Demands by a House committee chairman for all documents and communications related to research by a team from the National Oceanic and Atmospheric Administration distract from the reality of climate change and can have a chilling effect on scientific discovery, AAAS CEO Rush Holt and Carnegie Institution global ecologist Chris Field wrote in a 16 March op-ed for LiveScience, an online news site.
AAAS Chief Executive Officer Rush Holt | David Sharpe
Rep. Lamar Smith (R-Texas), chairman of the House Science, Space, and Technology Committee, has been seeking documents regarding research that seemed to debunk the notion of a global warming slowdown or pause. He renewed his demands at a House subcommittee hearing this week. The research, published last June in the journal Science, concluded that an improved record of surface temperatures no longer shows evidence of a slowdown in global warming.

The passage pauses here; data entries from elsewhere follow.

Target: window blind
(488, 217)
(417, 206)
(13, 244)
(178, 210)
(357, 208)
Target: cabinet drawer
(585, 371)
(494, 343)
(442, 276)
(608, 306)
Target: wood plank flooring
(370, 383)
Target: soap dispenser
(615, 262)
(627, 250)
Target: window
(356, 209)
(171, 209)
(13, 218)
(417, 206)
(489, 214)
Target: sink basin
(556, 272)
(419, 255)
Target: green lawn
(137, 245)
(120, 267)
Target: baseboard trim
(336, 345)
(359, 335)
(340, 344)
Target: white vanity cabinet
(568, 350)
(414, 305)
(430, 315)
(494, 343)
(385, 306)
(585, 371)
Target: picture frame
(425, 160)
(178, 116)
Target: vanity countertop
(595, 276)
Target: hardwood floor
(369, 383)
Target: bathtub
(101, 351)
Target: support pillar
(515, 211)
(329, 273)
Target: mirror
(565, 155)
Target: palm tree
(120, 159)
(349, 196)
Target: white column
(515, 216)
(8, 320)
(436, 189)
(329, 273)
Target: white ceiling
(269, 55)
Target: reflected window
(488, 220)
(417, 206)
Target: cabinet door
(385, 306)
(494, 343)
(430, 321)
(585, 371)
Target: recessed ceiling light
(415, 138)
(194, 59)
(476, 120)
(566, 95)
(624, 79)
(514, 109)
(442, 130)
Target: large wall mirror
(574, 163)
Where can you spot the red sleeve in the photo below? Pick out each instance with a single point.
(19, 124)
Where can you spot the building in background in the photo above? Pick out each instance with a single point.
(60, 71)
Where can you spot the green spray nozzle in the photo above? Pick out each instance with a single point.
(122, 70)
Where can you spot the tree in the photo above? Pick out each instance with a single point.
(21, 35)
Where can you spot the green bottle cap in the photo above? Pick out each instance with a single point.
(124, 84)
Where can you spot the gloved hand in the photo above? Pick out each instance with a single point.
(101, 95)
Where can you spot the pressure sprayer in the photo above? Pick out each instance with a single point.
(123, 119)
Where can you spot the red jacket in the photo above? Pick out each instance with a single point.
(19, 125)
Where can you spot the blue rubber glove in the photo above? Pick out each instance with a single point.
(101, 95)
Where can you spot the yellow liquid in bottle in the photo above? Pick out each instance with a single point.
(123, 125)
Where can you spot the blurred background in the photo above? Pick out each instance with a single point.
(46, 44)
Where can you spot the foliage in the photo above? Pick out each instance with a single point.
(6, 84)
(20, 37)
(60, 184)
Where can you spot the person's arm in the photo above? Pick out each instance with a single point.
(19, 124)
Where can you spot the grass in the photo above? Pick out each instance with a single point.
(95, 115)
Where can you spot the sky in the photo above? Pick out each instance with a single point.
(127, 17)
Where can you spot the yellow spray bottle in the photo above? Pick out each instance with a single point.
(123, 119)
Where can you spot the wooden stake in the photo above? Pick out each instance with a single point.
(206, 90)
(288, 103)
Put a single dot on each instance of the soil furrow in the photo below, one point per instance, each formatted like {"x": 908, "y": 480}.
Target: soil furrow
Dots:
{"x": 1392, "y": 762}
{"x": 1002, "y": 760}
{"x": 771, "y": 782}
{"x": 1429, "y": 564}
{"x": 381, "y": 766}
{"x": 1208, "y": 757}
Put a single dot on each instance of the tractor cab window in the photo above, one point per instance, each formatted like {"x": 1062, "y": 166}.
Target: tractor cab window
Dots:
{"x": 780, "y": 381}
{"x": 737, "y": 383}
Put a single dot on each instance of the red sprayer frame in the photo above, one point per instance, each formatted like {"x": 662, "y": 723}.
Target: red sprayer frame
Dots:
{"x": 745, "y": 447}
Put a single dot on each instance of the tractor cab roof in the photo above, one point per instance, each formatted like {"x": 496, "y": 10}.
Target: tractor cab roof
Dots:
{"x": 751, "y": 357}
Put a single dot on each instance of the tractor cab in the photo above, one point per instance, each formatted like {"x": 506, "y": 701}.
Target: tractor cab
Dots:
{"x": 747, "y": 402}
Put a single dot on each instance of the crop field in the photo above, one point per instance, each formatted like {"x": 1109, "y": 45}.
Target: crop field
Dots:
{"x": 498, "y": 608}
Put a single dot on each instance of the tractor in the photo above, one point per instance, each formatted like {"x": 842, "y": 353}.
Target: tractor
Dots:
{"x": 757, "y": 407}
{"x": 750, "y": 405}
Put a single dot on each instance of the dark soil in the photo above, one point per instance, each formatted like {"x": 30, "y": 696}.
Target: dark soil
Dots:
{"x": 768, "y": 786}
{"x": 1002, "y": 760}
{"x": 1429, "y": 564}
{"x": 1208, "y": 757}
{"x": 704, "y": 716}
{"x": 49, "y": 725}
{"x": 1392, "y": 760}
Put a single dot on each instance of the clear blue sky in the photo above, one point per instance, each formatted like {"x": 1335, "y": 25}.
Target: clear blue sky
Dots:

In their op-ed, Holt and Field review the findings of the NOAA team and two other groups that have examined surface temperatures. One group, led by Bala Rajaratnam at Stanford University, found even stronger evidence against a global warming pause. The other team led by John Fyfe of the University of Victoria in Canada found that the recent warming, while clearly continuing, has been slower than many models have predicted.
“So, working independently, several research teams have converged on almost identical results for warming over the past century at the global scale, but with periodic fine-tuning as additional information becomes available,” Holt and Field write. “This is the way science is supposed to work. Asking tough questions and re-examining evidence make up the essence of the scientific method.”
They add: “Don’t be fooled by red herrings. Human-caused climate change is real. Attacking the integrity of scientists will not further our understanding of what’s happening to our planet. Similarly, efforts to undermine research findings for ideological reasons are a confusing disservice to the public.”